Tuesday, December 22nd, 2009...10:05 pm
Welcome Dirk Nowitzki, Newest Member of the Army of the Undead

Looking at this picture, you might come to the conclusion that Dallas Maverick player Dirk Nowitzki is drunk. This would be correct, but more importantly than that, it acts as a soothsayer, giving us a glimpse into the life that Dirk will soon be experiencing. The dark circles under the blank eyes evoke a sense of impending doom and lack of awareness. The tongue sticking out shows the loss of rational control to the mouth, which will now operate only in a frenzied, blood-seeking manner. And the slightly raised middle finger is a statement against the world that created him; the world he will soon destroy.
For, you see, Dirk Nowitzki has just become a zombie.
The transformation may have not yet taken place, but it’s coming. It’s a result of an incident that happens in the Mavericks’ December 18th game against the Houston Rockets. Nowitzki’s elbow collided with Carl Landry’s mouth, breaking three of his teeth and embedding some of the tooth pieces into Dirk’s flesh. Seriously, they have to be fished out by the team doctor.
Not wanting to cause a panic, the press would have us believe that this happened because Landry was in the wrong place at the wrong time. But that’s not true. He was just where he wanted to be. Sinking his teeth into Dirk’s flesh.

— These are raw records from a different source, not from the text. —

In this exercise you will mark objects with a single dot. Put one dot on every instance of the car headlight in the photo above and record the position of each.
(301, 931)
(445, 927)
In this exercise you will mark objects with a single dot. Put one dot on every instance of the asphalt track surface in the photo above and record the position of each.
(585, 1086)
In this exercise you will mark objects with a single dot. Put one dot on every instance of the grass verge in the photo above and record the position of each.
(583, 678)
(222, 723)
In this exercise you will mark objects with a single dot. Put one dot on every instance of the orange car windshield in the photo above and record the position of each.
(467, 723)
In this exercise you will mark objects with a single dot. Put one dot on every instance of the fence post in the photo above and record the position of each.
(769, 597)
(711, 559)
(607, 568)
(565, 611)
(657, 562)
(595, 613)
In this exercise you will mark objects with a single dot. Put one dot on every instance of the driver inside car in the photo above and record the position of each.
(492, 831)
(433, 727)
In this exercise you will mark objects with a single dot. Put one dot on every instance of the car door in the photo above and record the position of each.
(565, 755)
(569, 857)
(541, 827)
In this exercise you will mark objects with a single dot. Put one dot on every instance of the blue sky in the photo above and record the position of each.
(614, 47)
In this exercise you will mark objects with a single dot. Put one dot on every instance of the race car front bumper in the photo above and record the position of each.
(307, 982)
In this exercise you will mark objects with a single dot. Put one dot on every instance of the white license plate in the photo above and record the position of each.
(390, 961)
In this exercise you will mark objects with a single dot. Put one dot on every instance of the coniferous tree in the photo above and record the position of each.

Would it have been easier to just straight up bite Nowitzki? Absolutely. But then there’s no possible cover story, and Landry gets busted for trying to create an army of the undead for God knows what purposes.
You don’t believe me? Well, Dirk is not the first recruit. In April of last year, he bit the Utah Jazz’s Carlos Boozer on the forearm. Sure, the media would have us believe that he simply had a tooth knocked out while going for a block. It’s true that his tooth did come out, and none of it got stuck in Boozer’s skin. But it was more than enough of an attack to transform Boozer into what he is today:
See the skin outbreak and the evil, dead eyes? Boozer may continue to play professional basketball, but he will comply to Landry’s bidding as soon as the time comes.
Still not enough evidence? Landry also “lost a tooth” to teammate Dikembe Mutombo during a practice shortly before the Boozer incident, no doubt testing whether the transference would work under game conditions while still looking like an accident.
This is Mutombo now:
See how he lifts his victim so that their stomach and intestines, the tastiest part of the human body, are at the perfect height for him to bite? After gorging himself there, he will then proceed to the brain, which he always saves for dessert.
So that is three victims Carl Landry has already turned to the powers of darkness. Of course, these are only the three he’s done in public (two on national television). Who knows how many countless fans, streetballers, and hobos he’s converted outside of the watchful eye of society?
The obvious question is how Landry continues to be a functioning, non-zombie despite possessing the ability to pass the disease onto other people. Perhaps he has some type of immunity, either self-created or inherited. Or maybe he’s not a zombie but a vengeful demon able to turn humans into his mindless slaves. But one thing’s for certain. Carl Landry plans to create an army of the living dead and use it to destroy mankind.